Thursday, August 13, 2009

You're Never Too Old to Look Great

I’m officially down 19.2 pounds at Weight Watchers. This summer’s vacations have definitely discombobulated me. Ironically, I actually lost weight while on the vacations, but re-entry into home life always triggers that mechanism inside me that thinks food will make me feel better. But… I’m still losing (albeit slowly), so that’s good.

I’ve decided I need to get a little more serious about my exercise regimen. In addition to adding two weight-lifting days to my weekly schedule, I’m also planning to increase my running plan. I replaced my worn-out sneakers with Asics Gel Nimbus running shoes (on zappos.com) and joined Map My Run to plot some outdoor routes for variety and challenge.

The shoes arrived at about the same time as this cold/allergy/whatever-it-is, so I’ve yet to try them out, and I’m chomping at the bit to give them a whirl.

Vacation photos are a cruel reminder that while I’ve lost a significant amount of weight, I am not finished yet. In fact, 10 more pounds may not cut it.

My immediate goal is to get my 20-lb. star from Estelle at the next WW meeting.

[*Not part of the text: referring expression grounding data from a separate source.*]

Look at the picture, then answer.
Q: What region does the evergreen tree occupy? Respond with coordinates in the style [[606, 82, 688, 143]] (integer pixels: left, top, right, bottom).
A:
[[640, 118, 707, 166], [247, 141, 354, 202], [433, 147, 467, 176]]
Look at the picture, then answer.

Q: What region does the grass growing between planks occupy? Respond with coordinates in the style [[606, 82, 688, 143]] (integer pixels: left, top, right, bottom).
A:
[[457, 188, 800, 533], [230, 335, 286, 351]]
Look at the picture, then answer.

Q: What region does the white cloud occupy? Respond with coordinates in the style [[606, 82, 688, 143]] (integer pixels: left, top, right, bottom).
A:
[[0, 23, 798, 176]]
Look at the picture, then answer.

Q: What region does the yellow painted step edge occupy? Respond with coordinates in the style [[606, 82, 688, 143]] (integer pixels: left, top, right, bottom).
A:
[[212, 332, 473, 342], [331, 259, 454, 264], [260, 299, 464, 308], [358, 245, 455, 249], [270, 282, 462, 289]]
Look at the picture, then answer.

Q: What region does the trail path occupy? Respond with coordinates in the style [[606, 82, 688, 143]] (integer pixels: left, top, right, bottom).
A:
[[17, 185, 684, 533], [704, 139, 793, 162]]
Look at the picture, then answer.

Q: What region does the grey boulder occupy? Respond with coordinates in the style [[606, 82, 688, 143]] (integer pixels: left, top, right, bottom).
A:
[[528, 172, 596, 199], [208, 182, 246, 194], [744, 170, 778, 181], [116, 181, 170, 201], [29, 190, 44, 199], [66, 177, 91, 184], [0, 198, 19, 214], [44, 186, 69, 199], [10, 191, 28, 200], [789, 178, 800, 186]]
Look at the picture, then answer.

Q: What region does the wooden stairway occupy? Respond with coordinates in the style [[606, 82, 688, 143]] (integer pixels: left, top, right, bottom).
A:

Following that milestone, another 10-lb. drop will take me to my formal “goal,” and I will need to decide at that point if I want to stay put or keep going.

I’m afraid I won’t be able to lose more than 10 pounds, so, rather than fail, I set my sights low. I just can’t visualize being that thin again. Moms aren’t supposed to be thin and sexy, right? If I feel too sexy, maybe I’ll act inappropriately or want to dress like girls half my age. I’m damned to these matronly tankinis now, aren’t I? Shouldn’t my body match?

Ugh… stuck in the muck… how do I get rid of these pesky beliefs?